The caveat is that the Gemini Live experience is available only if you subscribe to Google Home Premium. (Anyone who buys the Google Home Speaker gets six months of this service for free.) Other subscription perks include the ability to easily set up automations with natural language, 30 days of event video history, and smarter notifications from security cameras. (There’s another Advanced tier that unlocks even more.)

The Jade color of the Google Home Speaker makes me want to slice it and eat it.

Courtesy of Google

Anish Kattukaran, chief product officer at Google Nest and Google Home, says the speaker runs local models that better isolate sound, meaning the Google Home Speaker will filter out background noise to better identify when you’re talking to it. Also new is a glowing ring of lights at the base of the speaker that lights up the surface around it, making it easier to identify when the speaker is listening or churning through a request.

(Google seems to be bringing back these kinds of LED visual indicators. Its upcoming Googlebooks platform will have dedicated Glow Bars, and rumors indicate its next Pixel phones may feature something similar.)

The Google Home Speaker’s orb design, much like Amazon’s new Echo speakers and Apple’s aging HomePod Mini, offers “balanced” 360-degree audio. It also lets you place the speaker anywhere in the room, and it should still deliver robust audio quality even from spots that aren’t acoustically ideal. Kattukaran also says the company intentionally designed it to be significantly more compact than the previous Nest Audio, so it’s easier to find a place for it to sit. But at the end of the day, this is a smaller speaker, so audio quality likely won’t be as strong as larger speakers. Instead, Google says, the Home Speaker is a “massive audio upgrade” over the diminutive Nest Mini, with a driver that’s twice as large and bass that’s much more powerful.

The underside of the Google Home Speaker features a ring of LEDs that indicate when the speaker is listening or thinking. The lights are visible around the base of the speaker.

Courtesy of Google

You can pair two Google Home Speakers with the company’s Google TV Streamer for an approximation of surround sound, though this capability isn’t available yet for other products—like TVs with built-in Google TV—that seem as though they should be able to support such an integration. You can still create speaker groupings in the Google Home app and cast music or podcasts to the speaker, just like with the company’s older products.
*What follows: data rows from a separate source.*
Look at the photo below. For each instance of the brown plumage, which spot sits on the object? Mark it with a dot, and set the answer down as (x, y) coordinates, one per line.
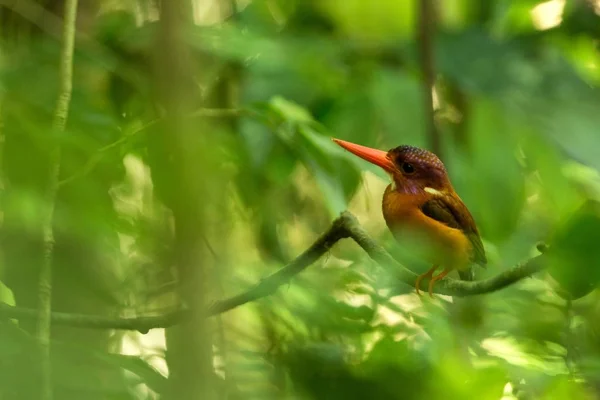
(421, 204)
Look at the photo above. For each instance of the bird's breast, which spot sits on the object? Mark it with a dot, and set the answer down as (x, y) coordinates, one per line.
(432, 240)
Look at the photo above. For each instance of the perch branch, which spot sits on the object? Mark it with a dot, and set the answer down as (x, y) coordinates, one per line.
(58, 125)
(346, 226)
The speaker supports the Thread and Matter standards, so you can use it as a hub to set up other Matter-enabled smart home devices. (It supports Wi-Fi 6 and Bluetooth 5.4.) There are capacitive touch controls on top, three far-field microphones for talking to Gemini, and crucially, a hardware mute switch so Gemini can’t listen.

Kattukaran says ever since Google opened early access for Gemini in Google Home last fall, more than 3.5 million homes have opted into the experience across 20 countries in more than 10 languages. That also means the company has received “tons of feedback” and has delivered more than 2,500 bug fixes to Gemini and Google Home. Overall, Kattukaran says, Google is focusing on faster updates to deliver fixes and new features and that most people are engaging twice as much with Gemini versus Google Assistant. That could be partly due to a period of decline with Assistant, when several features broke as Google transitioned to Gemini.

Apple is expected to debut a revamped smart speaker later this year, now that the company seems to have finally figured out a way to make Siri better. And with Alexa+ still rolling out globally to Echo devices, 10 years after they debuted, the smart speaker wars are once again heating up.